I am seeking a closed-form (a form in terms of known special functions) to the sum
$$
\sum_{n=0}^\infty\frac{(1/2)_n}{n!}(H_n-H_{n-1/2}).
$$
Context:
I am searching for closed-forms to special cases of the double integral
$$
I(\alpha_1,\alpha_2,\zeta,\nu)=\nu^2\int_0^1\int_0^1
{_2F_1}\left({1+\nu,1+\nu \atop \alpha_1};\frac{(1-x)(1-y)}{(1-(1-\zeta)x)(1-(1-\zeta)y)}\right)

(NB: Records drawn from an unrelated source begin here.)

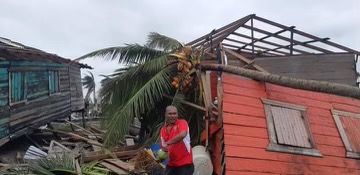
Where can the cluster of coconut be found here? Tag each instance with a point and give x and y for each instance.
(187, 60)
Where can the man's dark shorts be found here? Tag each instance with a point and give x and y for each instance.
(182, 170)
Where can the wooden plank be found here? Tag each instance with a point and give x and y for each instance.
(282, 104)
(270, 125)
(121, 164)
(244, 82)
(244, 59)
(254, 172)
(246, 141)
(243, 100)
(247, 152)
(298, 100)
(342, 132)
(244, 120)
(245, 131)
(242, 110)
(328, 140)
(235, 90)
(352, 129)
(113, 168)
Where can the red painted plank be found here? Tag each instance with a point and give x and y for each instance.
(345, 100)
(245, 131)
(324, 130)
(328, 140)
(247, 152)
(298, 100)
(243, 100)
(321, 121)
(242, 82)
(269, 166)
(246, 141)
(241, 109)
(352, 130)
(319, 112)
(347, 108)
(325, 161)
(327, 150)
(249, 92)
(249, 173)
(244, 120)
(297, 92)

{_2F_1}\left({1-\nu,1-\nu \atop \alpha_2};(1-x)(1-y)\right)\left((1-(1-\zeta)x)(1-(1-\zeta)y\right)^{-\nu-1}\,\mathrm dx\mathrm dy,
$$
which converges for $\alpha_1+\alpha_2>2$, $-\alpha_2<2\nu<\alpha_1$. Also, we require $\zeta\geq 0$, $\alpha_1,\alpha_2>0$, and $\nu\in\Bbb R$. This double integral represents the second moment of a continuous random variable I've been studying.
Substituting $\alpha_1=1$, $\alpha_2=3/2$, $\zeta=1$, and $\nu=-1/2$, I was able to reduce this double integral to
$$
I(1,3/2,1,-1/2)=\frac{1}{2}\sum_{n=0}^\infty\frac{(1/2)_n}{n!}(H_n-H_{n-1/2}),
$$
where $H_z$ is the Harmonic number. I can provide details to this calculation if desired. But how to proceed? The difference of the harmonic numbers can be reduce to the form $H_n-H_{n-1/2}=a_n+\log 4$, which may be helpful.
Best Answer
From the integral representation \begin{equation} H_p=\int_0^1\frac{1-t^p}{1-t}\,dt \end{equation} we have \begin{align} H_n-H_{n-1/2}&=\int_0^1\frac{t^{n-1/2}-t^n}{1-t}\,dt\\ &=\int_0^1\frac{t^{n-1/2}(1-\sqrt{t})}{1-t}\,dt\\ &=2\int_0^1\frac{u^{2n}}{1+u}\,du \end{align} The proposed series can be written as \begin{align} S&=\sum_{n=0}^\infty\frac{(1/2)_n}{n!}(H_n-H_{n-1/2})\\ &=2\sum_{n=0}^\infty\frac{(1/2)_n}{n!}\int_0^1\frac{u^{2n}}{1+u}\,du \end{align} by swapping integration and summation \begin{align} S&=2\int_0^1\frac{du}{1+u}\sum_{n=0}^\infty\frac{(1/2)_n}{n!}u^{2n}\\ &=2\int_0^1\frac{du}{(1+u)\sqrt{1-u^2}}\\ &=\int_0^1v^{-1/2}\,dv\\ &=2 \end{align} (the last integral was obtained by changing $u=(1-v)/(1+v)$).